News

Shutterstock

Dads Want Fewer Kids After Getting Paid Paternity Leave, Study Finds

Updated: 
Originally Published: 

As crappy as the maternity leave situation is in the U.S., paternity leave is even worse — meaning it's nearly non-existent. Sure, there's FMLA. But new parents of either gender still aren't guaranteed any paid leave following the birth or adoption of a child. Which is pretty messed up, considering we're literally the only other industrialized nation that that doesn't. Over in Spain, for example, fathers started getting paid paternity leave 12 years ago. And as it turns out, dads want fewer kids after getting paid paternity leave.

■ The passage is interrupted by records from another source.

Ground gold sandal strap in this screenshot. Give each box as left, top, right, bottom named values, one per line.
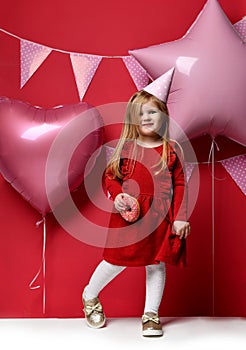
left=84, top=302, right=103, bottom=316
left=142, top=315, right=160, bottom=324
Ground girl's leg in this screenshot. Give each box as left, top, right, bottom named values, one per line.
left=144, top=262, right=166, bottom=314
left=83, top=260, right=125, bottom=300
left=142, top=262, right=166, bottom=337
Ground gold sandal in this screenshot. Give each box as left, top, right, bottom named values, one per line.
left=83, top=298, right=106, bottom=328
left=142, top=312, right=163, bottom=337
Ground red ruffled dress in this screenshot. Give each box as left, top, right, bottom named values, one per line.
left=103, top=141, right=187, bottom=266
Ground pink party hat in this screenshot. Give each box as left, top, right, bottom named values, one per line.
left=143, top=67, right=174, bottom=103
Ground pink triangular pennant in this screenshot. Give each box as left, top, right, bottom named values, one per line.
left=185, top=162, right=195, bottom=182
left=105, top=146, right=115, bottom=163
left=234, top=16, right=246, bottom=42
left=122, top=56, right=149, bottom=90
left=70, top=54, right=102, bottom=100
left=20, top=40, right=52, bottom=88
left=221, top=154, right=246, bottom=195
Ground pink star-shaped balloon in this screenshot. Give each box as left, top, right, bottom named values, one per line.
left=130, top=0, right=246, bottom=145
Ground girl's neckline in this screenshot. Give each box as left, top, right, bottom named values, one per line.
left=137, top=140, right=163, bottom=148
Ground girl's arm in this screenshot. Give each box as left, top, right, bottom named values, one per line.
left=172, top=145, right=190, bottom=239
left=172, top=144, right=187, bottom=221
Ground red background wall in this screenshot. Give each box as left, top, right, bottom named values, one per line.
left=0, top=0, right=246, bottom=317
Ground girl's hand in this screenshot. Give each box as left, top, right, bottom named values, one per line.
left=172, top=220, right=190, bottom=239
left=114, top=193, right=130, bottom=211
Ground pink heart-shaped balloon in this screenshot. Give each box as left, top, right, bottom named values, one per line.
left=0, top=97, right=103, bottom=215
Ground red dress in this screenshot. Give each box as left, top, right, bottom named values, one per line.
left=103, top=141, right=187, bottom=266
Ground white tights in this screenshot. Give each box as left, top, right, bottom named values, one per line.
left=83, top=260, right=166, bottom=314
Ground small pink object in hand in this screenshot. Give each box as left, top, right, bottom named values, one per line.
left=120, top=196, right=140, bottom=222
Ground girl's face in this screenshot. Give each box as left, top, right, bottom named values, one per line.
left=139, top=101, right=164, bottom=137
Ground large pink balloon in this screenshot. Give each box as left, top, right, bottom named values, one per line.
left=130, top=0, right=246, bottom=145
left=0, top=97, right=103, bottom=215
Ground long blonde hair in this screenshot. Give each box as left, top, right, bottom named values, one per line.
left=106, top=90, right=169, bottom=179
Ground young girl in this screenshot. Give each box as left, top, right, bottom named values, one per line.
left=82, top=70, right=190, bottom=336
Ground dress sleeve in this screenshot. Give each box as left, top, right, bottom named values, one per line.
left=172, top=143, right=188, bottom=221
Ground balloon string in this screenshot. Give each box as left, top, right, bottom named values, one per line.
left=29, top=217, right=46, bottom=314
left=210, top=139, right=214, bottom=316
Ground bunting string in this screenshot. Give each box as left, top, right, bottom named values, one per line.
left=0, top=16, right=246, bottom=100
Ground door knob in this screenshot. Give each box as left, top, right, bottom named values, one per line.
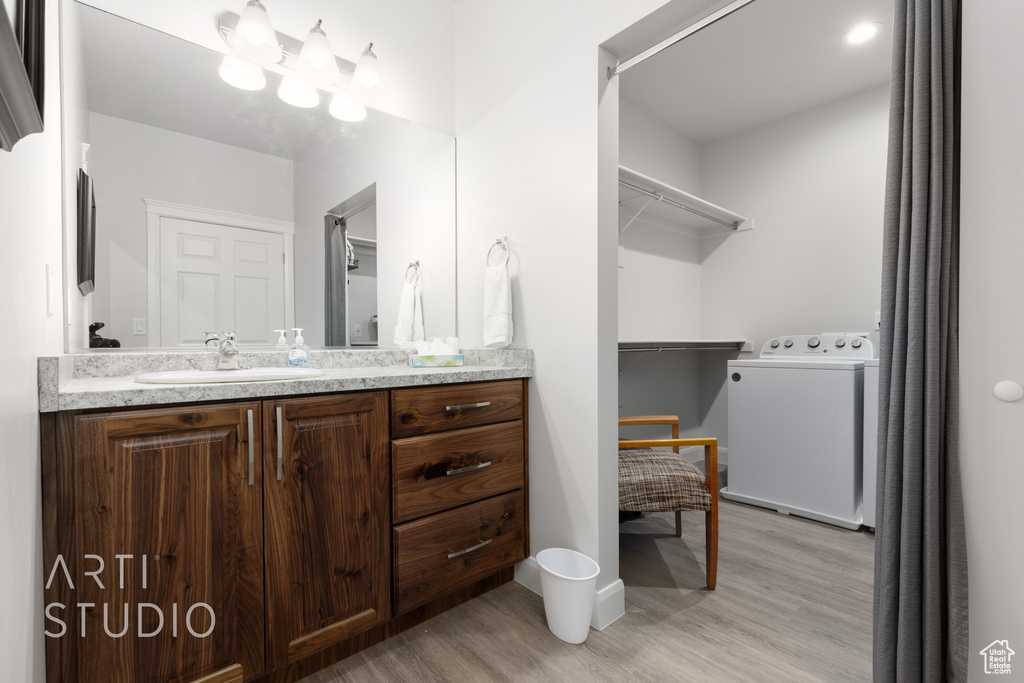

As Quartz reported, Spain introduced paid paternity leave back in 2007. Although this started off as two weeks of fully paid leave, new dads were given five weeks of paid leave in 2018. Economists have been tracking the effects of the paid paternity leave policy since its inception. What they found was an unexpected shift: Families that were eligible for paternity leave were less likely to have kids in the future. The question, though, is why.

A new study published in the Journal of Public Economics by economists from the University of Barcelona and the University of Pompeu Fabra discovered this trend. They found that, two years later, parents who were eligible for the paternity leave program were 7-15-percent less likely to have another child than parents who had just missed the eligibility cutoff. While the difference wasn't as great as time went on, even six years later, parents who had been eligible for the leave were still less likely to have a child again.

Shutterstock

A positive takeaway from Spain's paternity leave policy was that dads took a more active role in childcare. This, in turn, led to higher labor force attachment among mothers. (Which are both good outcomes, if you ask me.) But apparently, the new policy also resulted in an increased awareness for dads of the costs of raising kids — as well as a "shift in preferences from child quantity to quality," according to the economists.

So basically, those few weeks of paternity leave were enough to open up dads' eyes to the fact that childrearing is, A) No walk in the park, and B) Expensive AF. Although it's impossible to determine each father's individual reasoning behind wanting fewer children, these conclusions make a lot of sense to me. It's worth noting, too, that a global financial crisis affected Spain roughly one year into the new paternity leave program, according to Quartz. Which could very well play a role in a family's choice to add more kids or not.

Of course, this is Spain we're talking about — and the country already had a few unique circumstances going on before the paternity leave began. “There are a couple of reasons that I’d be hesitant to believe that these same impacts would apply elsewhere,” David Evans, an economist at the Center for Global Development, told Quartz. “In Spain, almost no men were taking paternity leave before the policy, and that jumped to more than half of men after the reform. At the same time, men in Spain wanted more children than women did. That wasn’t the case in a number of other European countries.”

Meanwhile, there is still no guarantee of paid maternity or paternity leave here in the U.S.. Nothing. Although the Family & Medical Leave Act of 1993 (FMLA) offers up to 12 weeks of unpaid leave for some employees under certain circumstances, whether or not an employer pays new parents a dime is completely up to that company. Which means new moms are often returning to work way before their bodies have a chance to heal or they have an opportunity to bond with their babies — out of sheer necessity.

I have a feeling paid paternity leave in the U.S. probably wouldn't have the same effect as it did in Spain when it comes to the number of children dads want. But who really knows unless we give it a try? Let's get some legislation rolling, folks!